Unity realizes virtual character model action synchronization operation flow.

5. Experiments

HMDB51 and UCF101 are classic benchmark datasets in the field of action recognition, covering diverse action categories across indoor and outdoor scenarios. They are suitable for validating the model’s robustness to complex backgrounds and varying lighting conditions. Kinetics-400 contains large-scale long video sequences with rich spatiotemporal dynamics, which effectively evaluates the model’s capability for multiscale feature modeling. This paper adheres strictly to the official training and test set splits of the HMDB51, UCF101, and Kinetics-400 datasets to verify the model’s training effectiveness. We adopt a sparse sampling strategy to process video clips, evenly dividing the input video into $k$ segments (where $k = 5$ ) and randomly selecting one frame from each segment as input. During training, data augmentation and regularization strategies such as RandAugment, Mixup, and Cutmix are employed. To enhance recognition accuracy, the model is pre-trained on the ImageNet-1k dataset, with a weight decay coefficient set to 0.05 to prevent overfitting, and the pre-trained weights are used as initialization parameters.

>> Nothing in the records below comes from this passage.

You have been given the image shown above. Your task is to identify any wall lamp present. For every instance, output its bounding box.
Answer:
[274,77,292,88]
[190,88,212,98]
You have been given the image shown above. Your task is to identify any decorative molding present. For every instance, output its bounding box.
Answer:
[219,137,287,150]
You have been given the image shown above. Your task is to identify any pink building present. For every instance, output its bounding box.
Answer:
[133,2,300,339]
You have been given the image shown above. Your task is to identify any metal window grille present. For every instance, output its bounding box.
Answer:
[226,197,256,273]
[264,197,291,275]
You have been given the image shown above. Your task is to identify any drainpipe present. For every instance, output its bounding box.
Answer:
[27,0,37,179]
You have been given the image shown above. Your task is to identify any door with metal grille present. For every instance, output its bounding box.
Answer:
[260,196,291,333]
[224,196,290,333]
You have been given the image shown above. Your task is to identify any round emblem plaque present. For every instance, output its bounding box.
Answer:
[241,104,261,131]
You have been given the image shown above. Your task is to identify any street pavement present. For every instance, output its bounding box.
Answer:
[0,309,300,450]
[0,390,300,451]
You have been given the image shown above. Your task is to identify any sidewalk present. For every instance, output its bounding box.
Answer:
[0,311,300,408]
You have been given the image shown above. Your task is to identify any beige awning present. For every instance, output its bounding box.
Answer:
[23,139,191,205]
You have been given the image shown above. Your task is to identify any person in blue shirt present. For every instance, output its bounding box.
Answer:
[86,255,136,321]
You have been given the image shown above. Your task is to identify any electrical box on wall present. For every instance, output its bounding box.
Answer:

During the training phase, dropout is set to 0.9, the batch size is 64, and the frame size is $224 \times 224$ . The model is trained for 120 epochs on the UCF101 and HMDB51 datasets and for 300 epochs on the Kinetics-400 dataset. The initial learning rate follows a cosine learning rate scheduler with a 30-epoch linear warm-up, and the AdamW optimizer with a weight decay of 0.05 is used. Cross-entropy loss and L2 regularization are employed to optimize the model parameters, which are updated at the end of each training epoch to improve recognition performance.

5.1. Action Recognition Performance

This section presents extensive experiments to evaluate the proposed method on relevant datasets, comparing it with several state-of-the-art methods. The results are shown in Tables 1 and 2. Our action recognition model achieves recognition accuracies of 74.9% on the HMDB51 dataset and 95.8% on the UCF101 dataset, which are improvements of 1.4% and 1.2%, respectively, over the PoolFormer-S24 using a single average pooling mixer. ConvEB enriches low-level details through multiscale local feature enhancement, while MAPFormer’s parallel pooling strategy efficiently aggregates global context. Their synergy achieves complementary local–global feature integration. Ablation studies (last two rows of Table 1) demonstrate that removing ConvEB alone leads to a 1% decrease in accuracy for HMDB51 and a 0.9% decrease for UCF101, thus validating the tight coupling between these two modules. Additionally, the proposed method achieves Top-1 and Top-5 accuracies of 83.8% and 95.9% on the Kinetics-400 dataset, respectively, surpassing CETNet-S, which uses convolutional enhancement and multihead attention network, by 0.4% and 0.3%, and multimodal video transformer (MM-ViT), which employs cross-attention mixer, by 0.3% and 0.8%. Although their recognition results are close to our method, their computational cost is 158% and 385% higher, and their parameter counts are 63% and 319% higher, respectively. The experimental results demonstrate that our model not only outperforms existing methods in terms of recognition accuracy, but also effectively reduces computational and parameter costs, shortening training times and improving model generalization.

Table 1.
Comparison of Accuracy on HMDB51 and UCF101.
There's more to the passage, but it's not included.